The style keeps raising its ugly head every now and then, mostly on celebrities who’ve run through other, safer avenues for shock value. David Bowie made the mullet famous. Rod Stewart wore one, as did Chuck Norris, Paul McCartney, Mithun Chakraborty, Sanjay Dutt, Akshay Kumar, David Beckham and Billy Ray Cyrus.
But sometimes, the trend trickles down to the local salon, and you end up squirming in your chair when the stylist asks if you want the look of the moment. “I really hoped we wouldn’t see it again,” laments Bina Punjani, the hairstylist who runs a chain of eponymous salons and a hairdressing academy in Goa. And yet here it is.
This season, the mullet has been spotted on women and men. Miley Cyrus, copying her father’s once-abysmal style, set the ball rolling. Billie Eilish got one, reportedly to recover from a bad hair-colour job. Over the past four months, it’s popped up on the heads of Zac Efron, Maisie Williams, Rihanna, drag queen Crystal Methyd and South Korean singer Yeonjun. Netflix’s Tiger King aka Joe Exotic was an early mullet adopter, showing his off when the show streamed in March.
Fashion magazines are resignedly proclaiming it the season’s top style — with faded sides or brushed-up top as a contemporary touch.
To be fair, lots of communities have embraced the mullet. Around the time the Berlin Wall fell, in the late 1980s, Europe was revelling in the style. It was popular among young lesbian women coming out in the ’90s and 2000s. Televised modelling contests (we’re looking at you, Tyra Banks) often added a “mullet challenge” to see how well contestants could carry off the androgynous look..
Why is it back now? “It’s probably an ironic nod to lockdown-era grooming,” says Punjani. The style requires no maintenance. It’s just wash and wear. “This not a timeless classic, like the bob, that keeps returning because its simplicity keeps finding relevance in a new generation. The mullet is not a reflection of a changing world. It’s not a trend. It’s not even a flattering way to balance out features and celebrate androgyny,” says Punjani.
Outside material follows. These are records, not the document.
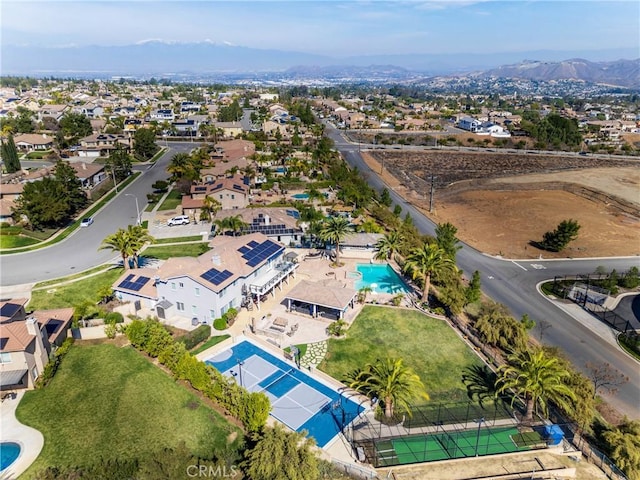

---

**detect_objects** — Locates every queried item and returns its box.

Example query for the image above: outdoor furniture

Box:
[273,317,289,328]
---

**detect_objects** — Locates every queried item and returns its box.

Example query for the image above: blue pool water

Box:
[0,442,20,472]
[356,263,409,294]
[206,340,364,448]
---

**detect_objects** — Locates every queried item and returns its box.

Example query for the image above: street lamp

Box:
[473,417,485,457]
[124,193,140,225]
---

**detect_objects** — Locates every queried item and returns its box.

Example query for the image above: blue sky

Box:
[0,0,640,56]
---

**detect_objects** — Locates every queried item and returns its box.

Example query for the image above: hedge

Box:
[176,325,211,350]
[36,337,73,388]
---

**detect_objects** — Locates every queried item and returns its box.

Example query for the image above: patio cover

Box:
[285,280,358,311]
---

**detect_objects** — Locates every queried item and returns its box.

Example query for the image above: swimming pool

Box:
[356,263,409,294]
[206,340,364,448]
[0,442,21,472]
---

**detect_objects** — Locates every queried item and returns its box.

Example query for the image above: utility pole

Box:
[429,173,436,213]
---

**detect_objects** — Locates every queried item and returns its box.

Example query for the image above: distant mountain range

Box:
[0,41,640,88]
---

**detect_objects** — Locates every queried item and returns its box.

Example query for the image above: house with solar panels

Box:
[113,233,298,325]
[216,207,304,246]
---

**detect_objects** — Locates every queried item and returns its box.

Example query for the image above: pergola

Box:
[285,280,358,319]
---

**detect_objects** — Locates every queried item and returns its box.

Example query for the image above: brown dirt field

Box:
[364,152,640,259]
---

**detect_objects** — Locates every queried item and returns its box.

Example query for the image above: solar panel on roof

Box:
[130,277,150,292]
[200,268,233,285]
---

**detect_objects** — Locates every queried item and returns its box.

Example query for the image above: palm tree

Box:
[349,358,429,418]
[375,230,404,260]
[226,215,249,236]
[496,349,576,421]
[404,243,456,302]
[200,195,222,222]
[320,217,351,265]
[98,228,133,269]
[127,225,155,268]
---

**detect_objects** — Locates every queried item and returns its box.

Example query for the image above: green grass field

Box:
[28,268,123,310]
[16,344,242,478]
[318,306,482,402]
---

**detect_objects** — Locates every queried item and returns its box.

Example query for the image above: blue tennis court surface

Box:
[206,340,364,447]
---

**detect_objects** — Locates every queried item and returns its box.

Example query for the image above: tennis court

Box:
[375,427,546,467]
[206,340,364,447]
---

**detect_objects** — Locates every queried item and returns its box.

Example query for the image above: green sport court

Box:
[374,427,546,467]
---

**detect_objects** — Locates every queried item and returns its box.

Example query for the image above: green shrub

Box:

Perhaps it’s a reflection of a world upended, represented in a style that’s also askew.
As it turns up on famous heads, no matter if their hair is straight, curly or in-between, Punjani says that’s as far as the look ought to go. “It’s performance-driven,” she adds. “Celebrities have stylists and whole wardrobes to accompany it.” In real life, without tattoos, pink streaks, feathered layers and gig costumes, a mullet will look uncomfortably out of place.
If you’ve had a weak moment and fallen prey to it, consider lopping the long bits off to create a bob. If you’re devoted to your hair length, try tying, braiding or pinning up the back so there are no straggled ends.
If you’re looking to sport one, remember that the short bits take a long time to grow back. And the in-between phases, with errant cowlicks, bangs and a bottom-heavy shape, aren’t pretty either. If you got it, regret it and nothing else is working, reach for this year’s other big trend — the face mask — and just hope no one can tell it’s you.